The Farthest Star Helps Probe Dark Matter

Assistant Professor Patrick Kelly led a team of researchers that set a distance record and discovered the farthest individual star ever seen. The star, nicknamed Icarus, is 9 billion light-years away--halfway across the visible universe--and would ordinarily not be visible even to the most powerful telescopes. Gravitational lensing allowed the Hubble Space Telescope to pick out Icarus, whose official name is MACS 1149+2223 Lensed Star 1. The unique opportunity to study Icarus also allowed researchers to rule out one of the theories about the mystery of dark matter.

Kelly specializes in using gravitational lensing to study objects such as supernova events. "This is the first time we’re seeing a magnified, individual star," Kelly said. "You can see individual galaxies out there, but this star is at least 100 times farther away than the next individual star we can study, except for supernova explosions."

Gravitational lensing uses a massive cluster of galaxies as a natural lens in space, bending and amplifying light. Sometimes light from a single background object appears as multiple images. The light can be highly magnified, making extremely faint and distant objects bright enough to see. In a previous study, Kelly and his group used gravitational lensing to study a supernova event was seen in multiple images. They were able to use the multiple images to do a novel test of the expansion rate of the universe. They nicknamed that event SN Refsdal after the astrophysicist who first proposed that such images could be used to test the expansion of the universe.

In the case of Icarus, a natural “magnifying glass” is created by a galaxy cluster which lies between Icarus and Earth, at about 5 billion light-years away.

Detecting the amplification of a single, pinpoint background star provided a unique opportunity to test the nature of dark matter in the cluster. Dark matter is an invisible material that makes up most of the universe’s mass.

By probing what’s floating around in the foreground cluster, scientists were able to test one theory that dark matter might be made up mostly of a huge number of primordial black holes formed in the birth of the universe with masses tens of times larger than the Sun. The results of this unique test disfavor that hypothesis, because light fluctuations from the background star, monitored with Hubble for 13 years, would have looked different if there were a swarm of intervening black holes.

The research team, including Jose Diego of the Instituto de Física de Cantabria, Spain, and Steven Rodney of the University of South Carolina, Columbia, dubbed the star "Icarus," after the Greek mythological character who flew too near the Sun on wings of feathers and wax that melted. Much like Icarus, the background star had only fleeting glory as seen from Earth: It momentarily skyrocketed to 2,000 times its true brightness when temporarily magnified.

Models suggest that the tremendous brightening was probably from the gravitational amplification of a star, similar in mass to the Sun, in the foreground galaxy cluster when the star moved in front of Icarus. The star’s light is usually magnified by about 600 times due to the foreground cluster’s mass.

The team had been using Hubble to monitor a supernova in the far-distant spiral galaxy when, in 2016, they spotted a new point of light not far from the magnified supernova. From the position of the new source, they inferred that it should be much more highly magnified than the supernova.

When they analyzed the colors of the light coming from this object, they discovered it was a blue supergiant star. This type of star is much larger, more massive, hotter, and possibly hundreds of thousands of times brighter than our Sun. But at this distance, it would still be too far away to see without the amplification of gravitational lensing.

Kelly said that the team knew that they had found an individual star and not another supernova because the temperature of the object stayed the same. "The source isn’t getting hotter; it’s not exploding. The light is just being magnified," Kelly said. And that’s what you expect from gravitational lensing."

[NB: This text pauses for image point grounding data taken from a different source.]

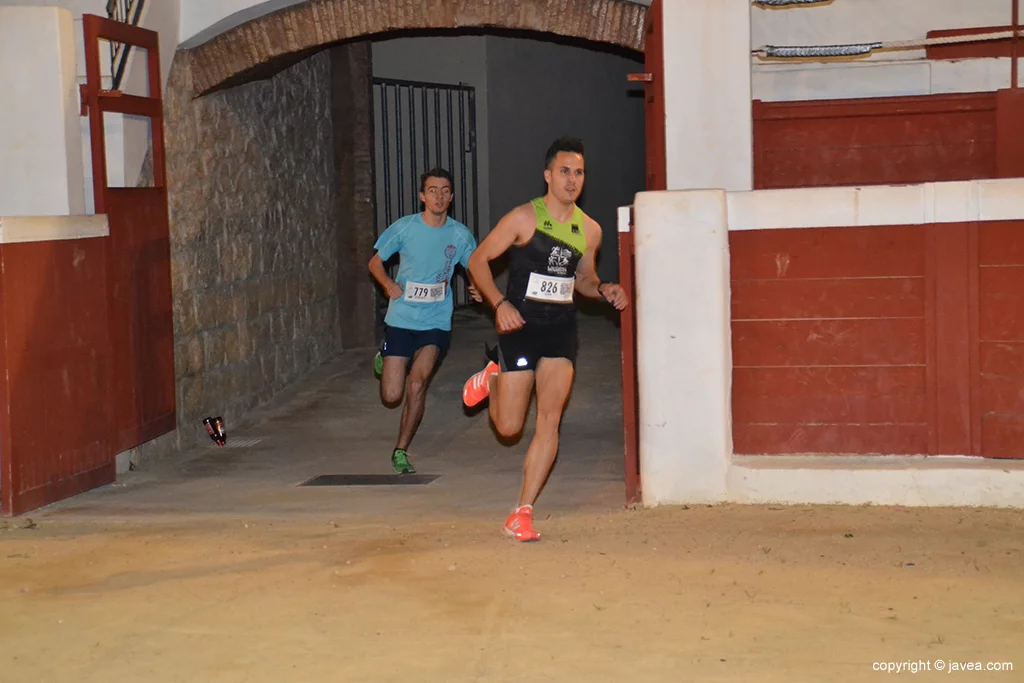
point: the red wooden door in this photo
(54, 365)
(141, 328)
(653, 80)
(895, 339)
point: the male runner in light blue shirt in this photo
(419, 315)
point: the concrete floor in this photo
(333, 422)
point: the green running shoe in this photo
(399, 461)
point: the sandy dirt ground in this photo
(725, 593)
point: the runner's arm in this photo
(391, 288)
(587, 282)
(504, 235)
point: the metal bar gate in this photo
(419, 126)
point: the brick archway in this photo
(301, 29)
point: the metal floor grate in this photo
(238, 442)
(371, 480)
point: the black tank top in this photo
(551, 256)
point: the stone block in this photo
(232, 351)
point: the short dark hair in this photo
(435, 173)
(572, 144)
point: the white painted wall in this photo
(451, 59)
(870, 20)
(709, 132)
(202, 19)
(40, 143)
(684, 363)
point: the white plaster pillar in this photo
(41, 171)
(684, 355)
(709, 125)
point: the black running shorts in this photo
(523, 348)
(404, 343)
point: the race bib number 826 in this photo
(550, 289)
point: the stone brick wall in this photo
(252, 194)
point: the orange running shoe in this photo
(519, 525)
(476, 388)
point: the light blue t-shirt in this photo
(428, 257)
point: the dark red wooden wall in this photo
(902, 339)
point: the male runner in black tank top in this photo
(551, 245)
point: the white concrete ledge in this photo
(47, 228)
(911, 481)
(878, 205)
(684, 366)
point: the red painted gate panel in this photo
(1000, 336)
(55, 353)
(142, 319)
(139, 274)
(816, 314)
(875, 141)
(880, 340)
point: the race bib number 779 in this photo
(425, 293)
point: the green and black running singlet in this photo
(542, 272)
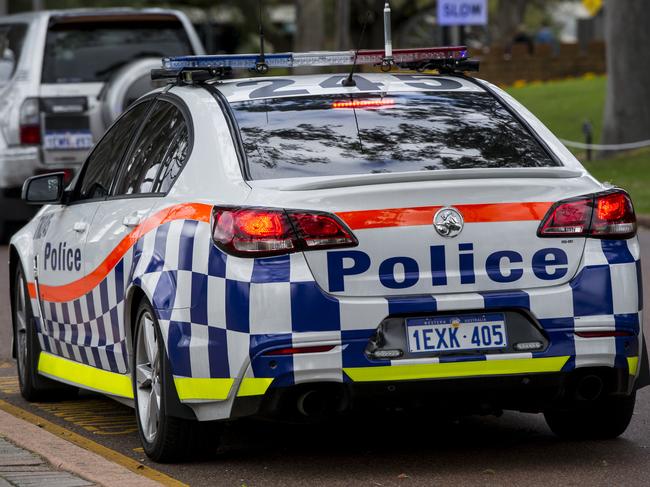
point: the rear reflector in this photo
(298, 350)
(378, 102)
(263, 232)
(602, 215)
(603, 334)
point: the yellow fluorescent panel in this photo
(85, 375)
(457, 369)
(632, 364)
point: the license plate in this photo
(454, 333)
(68, 140)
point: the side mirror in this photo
(45, 189)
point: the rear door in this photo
(84, 53)
(69, 291)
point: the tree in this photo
(310, 26)
(627, 111)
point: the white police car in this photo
(294, 243)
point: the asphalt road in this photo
(515, 449)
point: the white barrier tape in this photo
(628, 146)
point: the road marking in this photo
(90, 445)
(99, 416)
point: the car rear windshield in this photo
(12, 37)
(94, 50)
(397, 132)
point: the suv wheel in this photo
(602, 419)
(164, 438)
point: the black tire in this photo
(33, 387)
(174, 439)
(603, 419)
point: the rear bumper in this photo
(458, 396)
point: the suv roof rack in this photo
(200, 69)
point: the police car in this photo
(322, 243)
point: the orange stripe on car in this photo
(423, 215)
(80, 287)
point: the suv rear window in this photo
(12, 37)
(399, 132)
(93, 50)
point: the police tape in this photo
(606, 147)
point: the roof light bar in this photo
(317, 58)
(382, 102)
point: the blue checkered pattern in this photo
(218, 313)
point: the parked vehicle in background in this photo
(65, 76)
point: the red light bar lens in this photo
(379, 102)
(299, 350)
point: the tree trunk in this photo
(627, 111)
(310, 26)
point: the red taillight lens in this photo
(603, 215)
(263, 232)
(319, 230)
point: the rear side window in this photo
(399, 132)
(159, 153)
(12, 37)
(89, 51)
(104, 161)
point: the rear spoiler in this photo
(329, 182)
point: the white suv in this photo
(65, 76)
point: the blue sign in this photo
(462, 12)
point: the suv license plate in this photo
(456, 333)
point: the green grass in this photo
(630, 172)
(563, 106)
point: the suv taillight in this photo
(602, 215)
(30, 122)
(263, 232)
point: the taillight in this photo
(263, 232)
(602, 215)
(30, 122)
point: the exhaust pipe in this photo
(589, 388)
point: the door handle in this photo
(131, 221)
(80, 227)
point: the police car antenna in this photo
(260, 66)
(349, 81)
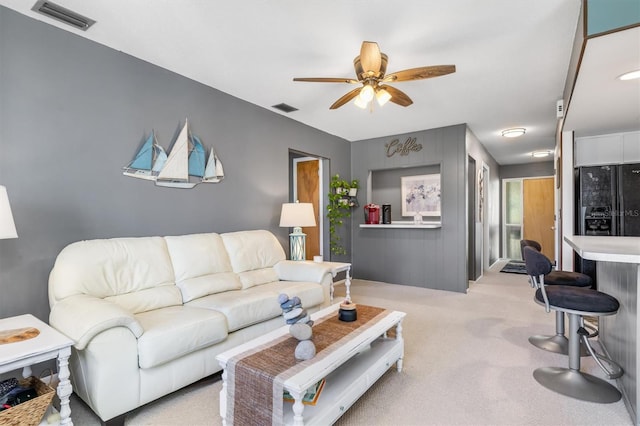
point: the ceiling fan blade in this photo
(421, 72)
(346, 98)
(397, 96)
(370, 57)
(327, 80)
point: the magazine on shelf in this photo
(311, 397)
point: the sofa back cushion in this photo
(252, 255)
(135, 273)
(201, 265)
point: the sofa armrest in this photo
(290, 270)
(82, 317)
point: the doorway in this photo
(307, 188)
(538, 222)
(528, 213)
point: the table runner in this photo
(255, 378)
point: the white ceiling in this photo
(511, 56)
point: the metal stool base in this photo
(558, 344)
(577, 385)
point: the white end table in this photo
(49, 344)
(337, 267)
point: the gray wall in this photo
(432, 258)
(538, 169)
(73, 112)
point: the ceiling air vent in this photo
(285, 108)
(62, 14)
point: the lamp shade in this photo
(297, 215)
(7, 226)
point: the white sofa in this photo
(149, 315)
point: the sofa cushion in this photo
(242, 308)
(250, 306)
(172, 332)
(257, 277)
(120, 267)
(148, 299)
(255, 250)
(201, 265)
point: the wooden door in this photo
(537, 211)
(308, 191)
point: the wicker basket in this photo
(29, 412)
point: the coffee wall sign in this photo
(403, 148)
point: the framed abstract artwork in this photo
(421, 194)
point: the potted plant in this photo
(338, 209)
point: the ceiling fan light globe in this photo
(366, 93)
(382, 96)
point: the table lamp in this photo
(7, 231)
(296, 215)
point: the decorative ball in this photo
(301, 331)
(305, 350)
(282, 298)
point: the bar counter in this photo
(618, 274)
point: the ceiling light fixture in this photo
(366, 93)
(541, 153)
(514, 133)
(382, 96)
(629, 75)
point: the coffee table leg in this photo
(223, 398)
(298, 408)
(399, 337)
(64, 386)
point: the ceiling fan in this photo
(371, 66)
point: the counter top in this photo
(608, 249)
(404, 224)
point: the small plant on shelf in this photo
(342, 196)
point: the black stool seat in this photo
(584, 300)
(557, 343)
(575, 302)
(568, 278)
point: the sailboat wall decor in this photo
(184, 167)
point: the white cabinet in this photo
(616, 148)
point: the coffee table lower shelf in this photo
(348, 382)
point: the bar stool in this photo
(576, 302)
(557, 343)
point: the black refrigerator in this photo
(607, 203)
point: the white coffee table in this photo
(349, 371)
(49, 344)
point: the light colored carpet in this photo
(467, 362)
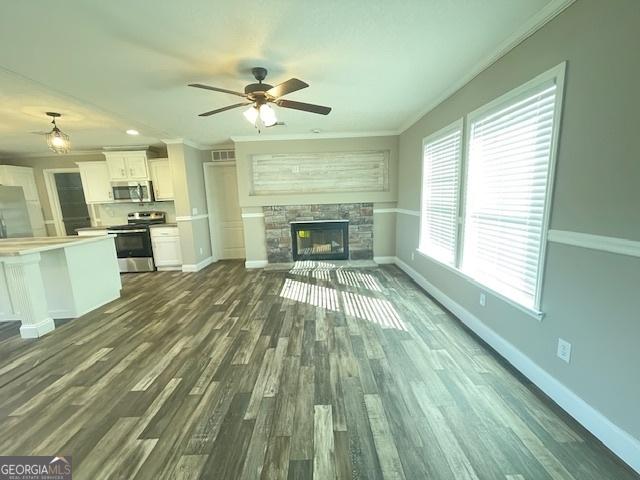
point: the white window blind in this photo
(506, 191)
(440, 192)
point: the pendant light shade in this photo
(251, 114)
(57, 140)
(265, 114)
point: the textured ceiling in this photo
(109, 66)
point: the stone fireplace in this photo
(320, 240)
(279, 221)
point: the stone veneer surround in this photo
(277, 223)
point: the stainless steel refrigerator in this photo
(14, 216)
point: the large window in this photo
(440, 191)
(504, 198)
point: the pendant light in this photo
(57, 140)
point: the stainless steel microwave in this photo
(138, 192)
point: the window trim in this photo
(556, 75)
(443, 132)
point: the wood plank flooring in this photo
(315, 373)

When NASA’s James Webb Space Telescope is launched, astronomers expect to find many more stars like Icarus. Webb’s extraordinary sensitivity will allow measurement of even more details, including whether these distant stars are rotating. Such magnified stars may even be found to be fairly common.

The Hubble Space Telescope is a project of international cooperation between NASA and ESA (European Space Agency). NASA’s Goddard Space Flight Center in Greenbelt, Maryland, manages the telescope. The Space Telescope Science Institute (STScI) in Baltimore, Maryland, conducts Hubble science operations. STScI is operated for NASA by the Association of Universities for Research in Astronomy, in Washington, D.C.